Understanding the heart's rhythm

Posted By News On June 11, 2013 - 4:00pm

The heart's regular rhythm is crucial to the delivery of oxygenated blood and nutrients to all the organs of the body. It is regulated by a bundle of cells called "the pacemaker," which use electrical signals to set the pace of the heart. Dysfunction in this mechanism can lead to an irregular heartbeat, known as arrhythmia, and often necessitates the implantation of an artificial pacemaker.

Previously, scientists found that many cases of inherited arrhythmias originating in the pacemaker could be attributed to functional defects in the channels responsible for the flow of sodium and calcium. Now Prof. Bernard Attali of Tel Aviv University's Sackler Faculty of Medicine and his fellow researchers have discovered a previously unidentified potassium channel in the cardiac pacemaker which helps to regulate the heartbeat.
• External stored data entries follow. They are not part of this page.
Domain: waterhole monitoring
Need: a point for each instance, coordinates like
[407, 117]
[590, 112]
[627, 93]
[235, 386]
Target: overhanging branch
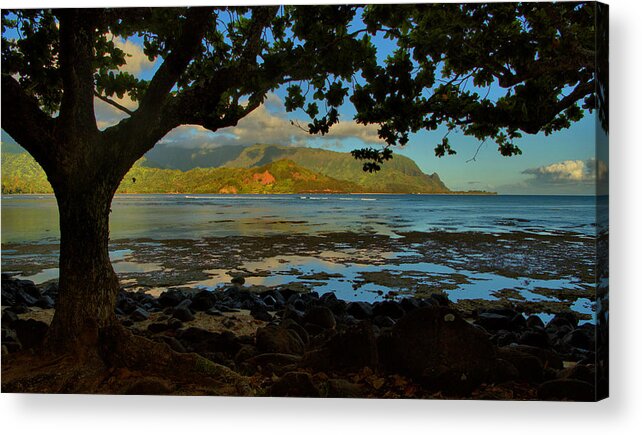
[113, 103]
[23, 119]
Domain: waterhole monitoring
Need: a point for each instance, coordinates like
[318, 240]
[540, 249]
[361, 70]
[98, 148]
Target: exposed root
[122, 364]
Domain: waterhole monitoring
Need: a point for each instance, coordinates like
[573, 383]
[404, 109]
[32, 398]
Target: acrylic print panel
[389, 201]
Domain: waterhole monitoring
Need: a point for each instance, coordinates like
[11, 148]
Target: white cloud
[108, 115]
[137, 60]
[568, 171]
[269, 123]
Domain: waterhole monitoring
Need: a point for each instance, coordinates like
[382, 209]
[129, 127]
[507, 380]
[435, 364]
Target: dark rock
[493, 321]
[291, 313]
[440, 299]
[203, 341]
[383, 321]
[300, 330]
[125, 304]
[504, 338]
[30, 332]
[391, 309]
[173, 343]
[534, 321]
[581, 372]
[530, 368]
[579, 338]
[260, 313]
[10, 340]
[182, 312]
[19, 308]
[517, 323]
[268, 363]
[127, 322]
[269, 301]
[359, 310]
[505, 371]
[214, 312]
[436, 346]
[8, 317]
[276, 339]
[566, 389]
[409, 304]
[562, 320]
[203, 301]
[155, 328]
[171, 298]
[547, 357]
[139, 314]
[149, 386]
[341, 388]
[45, 302]
[238, 280]
[534, 337]
[320, 316]
[351, 350]
[294, 384]
[174, 323]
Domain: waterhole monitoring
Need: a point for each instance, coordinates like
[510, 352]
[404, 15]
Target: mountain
[399, 175]
[21, 174]
[254, 169]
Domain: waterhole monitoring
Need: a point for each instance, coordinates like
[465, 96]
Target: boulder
[534, 321]
[268, 363]
[294, 384]
[351, 349]
[528, 366]
[139, 315]
[45, 302]
[391, 309]
[566, 389]
[342, 388]
[320, 316]
[260, 313]
[203, 301]
[493, 321]
[276, 339]
[171, 298]
[30, 332]
[437, 347]
[359, 310]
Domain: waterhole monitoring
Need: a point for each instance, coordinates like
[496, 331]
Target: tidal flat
[535, 273]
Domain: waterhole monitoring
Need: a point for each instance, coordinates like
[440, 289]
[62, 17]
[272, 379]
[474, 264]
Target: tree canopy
[492, 71]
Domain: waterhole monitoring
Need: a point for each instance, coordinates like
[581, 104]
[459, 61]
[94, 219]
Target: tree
[219, 63]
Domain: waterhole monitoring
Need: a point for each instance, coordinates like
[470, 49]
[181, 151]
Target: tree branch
[25, 122]
[183, 51]
[77, 29]
[113, 103]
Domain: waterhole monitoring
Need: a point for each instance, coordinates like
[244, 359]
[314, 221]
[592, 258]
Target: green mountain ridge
[399, 175]
[253, 169]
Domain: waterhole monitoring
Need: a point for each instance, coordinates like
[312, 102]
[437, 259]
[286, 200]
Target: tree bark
[88, 285]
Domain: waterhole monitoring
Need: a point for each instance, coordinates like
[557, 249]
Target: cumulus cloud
[568, 171]
[269, 123]
[108, 115]
[137, 60]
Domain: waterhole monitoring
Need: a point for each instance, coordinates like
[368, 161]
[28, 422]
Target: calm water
[33, 218]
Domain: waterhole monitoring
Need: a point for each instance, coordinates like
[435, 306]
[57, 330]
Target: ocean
[534, 251]
[34, 218]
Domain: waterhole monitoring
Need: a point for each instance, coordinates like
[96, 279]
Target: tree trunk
[88, 285]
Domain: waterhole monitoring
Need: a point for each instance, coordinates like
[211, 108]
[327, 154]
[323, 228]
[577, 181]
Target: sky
[561, 163]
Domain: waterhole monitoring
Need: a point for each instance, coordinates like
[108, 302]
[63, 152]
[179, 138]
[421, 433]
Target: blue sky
[562, 163]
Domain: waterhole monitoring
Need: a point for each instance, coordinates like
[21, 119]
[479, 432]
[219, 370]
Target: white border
[622, 413]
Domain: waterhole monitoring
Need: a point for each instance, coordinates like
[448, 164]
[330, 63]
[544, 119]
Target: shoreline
[290, 344]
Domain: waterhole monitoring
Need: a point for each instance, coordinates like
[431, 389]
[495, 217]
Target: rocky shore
[287, 343]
He hypothesizes that some cases of unexplained arrhythmia could be traced back to irregularities in this channel.

Developing therapies to target this potassium channel could be a significant step towards circumventing artificial pacemakers in favor of biological options, says Prof. Attali. This research has been reported in the journal PNAS.

A cellular heart model

To further investigate the workings of the biological pacemaker, Prof. Attali and his fellow researchers turned to embryonic stem cells isolated from human subjects. Once coaxed into differentiating into cardiac tissue, these cells began to beat automatically, like a small human heart.

While observing and recording the cells' electrical activity, researchers discovered the existence of a new channel in the pacemaker. Facilitating the flow of potassium from the pacemaker cells, this channel triggers the repolarization of the cells — returning the cell membrane from a "beating" to a "resting" state — and automatically renews or "restarts" the cycling of the heart.

Since discovering this channel in the embryonic heart, the researchers have shown that the channel exists in the adult heart as well. This finding deepens medicine's understanding of the heart's pacemaker function, which has been the subject of scientific research for over a century.

Screening for mutations

The next step is to conduct screening for mutations in the gene encoding the potassium channel, a process already underway at the TAU-affiliated Sheba Medical Center. "We would like to understand if there are genetic diseases linked to this channel," such as a previously unknown cause of arrhythmia, explains Prof. Attali. If a mutation is found, researchers can begin the hunt for drug compounds, which target this channel. The ultimate goal, he adds, is to be able to treat heart arrhythmias biologically by altering the properties of the pacemaker bundle, rather than relying on a man-made electric pacemaker.

One possible solution could be transplanting healthy pacemaker cells — developed from a patient's own stem cells — to replace dysfunctional cells and restore proper heart rhythm. This method would circumvent a common risk of the body rejecting a mechanical transplant.